Especially when watery eyes are caused by dryness of the conjunctiva, sufferers can often take measures themselves to alleviate the complaint. It is advisable to ventilate frequently and to stay in the fresh air. Bad exhaust air such as smoke and drafts should be avoided. You should also be careful to rinse your eyes with clear water more often than usual. When working on the computer sufferers can relieve the symptoms by frequent glances into the distance.
Bleeding eyes on contact lens wearers can be triggered by incorrect handling of the lenses. Therefore, lens wearers should pay attention to thorough cleaning and often take breaks. If the symptoms do not subside, it is advisable to consult an ophthalmologist or optometrist.

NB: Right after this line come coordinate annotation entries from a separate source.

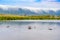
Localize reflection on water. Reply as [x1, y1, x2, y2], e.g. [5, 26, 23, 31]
[0, 21, 60, 40]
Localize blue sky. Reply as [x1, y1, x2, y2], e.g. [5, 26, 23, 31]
[0, 0, 60, 8]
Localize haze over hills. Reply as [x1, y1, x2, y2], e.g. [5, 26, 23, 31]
[0, 6, 60, 16]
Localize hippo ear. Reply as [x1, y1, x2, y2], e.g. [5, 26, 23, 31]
[28, 26, 31, 29]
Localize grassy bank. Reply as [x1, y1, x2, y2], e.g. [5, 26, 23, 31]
[0, 14, 60, 20]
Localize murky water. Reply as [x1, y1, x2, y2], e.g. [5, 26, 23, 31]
[0, 21, 60, 40]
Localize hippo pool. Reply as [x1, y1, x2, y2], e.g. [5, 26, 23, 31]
[0, 21, 60, 40]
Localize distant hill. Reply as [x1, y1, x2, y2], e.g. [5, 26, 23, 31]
[0, 7, 60, 16]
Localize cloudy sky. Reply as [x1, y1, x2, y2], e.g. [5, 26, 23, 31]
[0, 0, 60, 8]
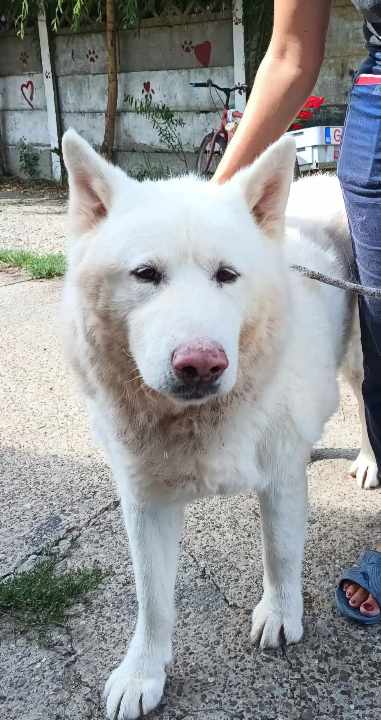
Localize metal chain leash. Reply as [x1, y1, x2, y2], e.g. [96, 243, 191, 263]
[290, 265, 381, 300]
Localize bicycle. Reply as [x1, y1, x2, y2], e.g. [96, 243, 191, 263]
[189, 79, 247, 177]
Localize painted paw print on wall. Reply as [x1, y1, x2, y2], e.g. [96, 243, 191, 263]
[142, 80, 155, 102]
[86, 50, 98, 62]
[19, 50, 29, 65]
[181, 40, 212, 67]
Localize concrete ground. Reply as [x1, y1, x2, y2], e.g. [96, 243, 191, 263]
[0, 187, 381, 720]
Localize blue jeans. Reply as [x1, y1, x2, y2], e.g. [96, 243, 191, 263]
[338, 52, 381, 466]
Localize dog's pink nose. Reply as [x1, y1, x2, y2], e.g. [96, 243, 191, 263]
[172, 341, 229, 383]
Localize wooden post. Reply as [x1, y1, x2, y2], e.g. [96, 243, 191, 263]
[232, 0, 246, 112]
[38, 5, 62, 182]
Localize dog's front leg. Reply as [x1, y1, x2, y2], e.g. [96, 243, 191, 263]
[251, 462, 307, 648]
[105, 499, 184, 720]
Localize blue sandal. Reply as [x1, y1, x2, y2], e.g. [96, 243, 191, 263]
[336, 550, 381, 625]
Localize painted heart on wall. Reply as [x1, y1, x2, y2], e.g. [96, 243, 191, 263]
[193, 40, 212, 67]
[20, 80, 34, 110]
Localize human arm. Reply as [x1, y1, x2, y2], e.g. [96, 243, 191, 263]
[213, 0, 331, 183]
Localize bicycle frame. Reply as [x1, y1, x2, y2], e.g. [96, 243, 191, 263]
[190, 80, 246, 172]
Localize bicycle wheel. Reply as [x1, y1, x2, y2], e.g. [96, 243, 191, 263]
[196, 132, 226, 177]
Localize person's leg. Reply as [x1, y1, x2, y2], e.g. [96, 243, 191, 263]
[338, 71, 381, 615]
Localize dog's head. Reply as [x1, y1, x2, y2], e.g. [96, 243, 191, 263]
[63, 130, 295, 404]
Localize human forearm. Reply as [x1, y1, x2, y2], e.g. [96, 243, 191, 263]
[214, 0, 331, 182]
[214, 56, 316, 182]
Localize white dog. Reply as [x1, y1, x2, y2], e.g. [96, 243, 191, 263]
[63, 130, 377, 720]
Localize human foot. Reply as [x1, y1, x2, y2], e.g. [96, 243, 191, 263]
[342, 582, 380, 617]
[341, 544, 381, 617]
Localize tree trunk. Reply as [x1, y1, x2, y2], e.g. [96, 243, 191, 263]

Often the tears are wiped out of the eyes with handkerchiefs. It should be ensured that a fresh handkerchief is always used to prevent bacteria from entering the eyes. Those affected should also wash their hands regularly. As a result, for example, the risk of infection can be minimized in a conjunctivitis or additional contamination of the eye can be prevented.
When to go to the doctor?
If the watery eyes persist for several days and weeks, it is advisable to see a doctor. This can find out the real reason for the watery eyes and thus prevent worse such as visual damage and examine those affected for possible diseases. To rebalance tears, the doctor may prescribe eye drops.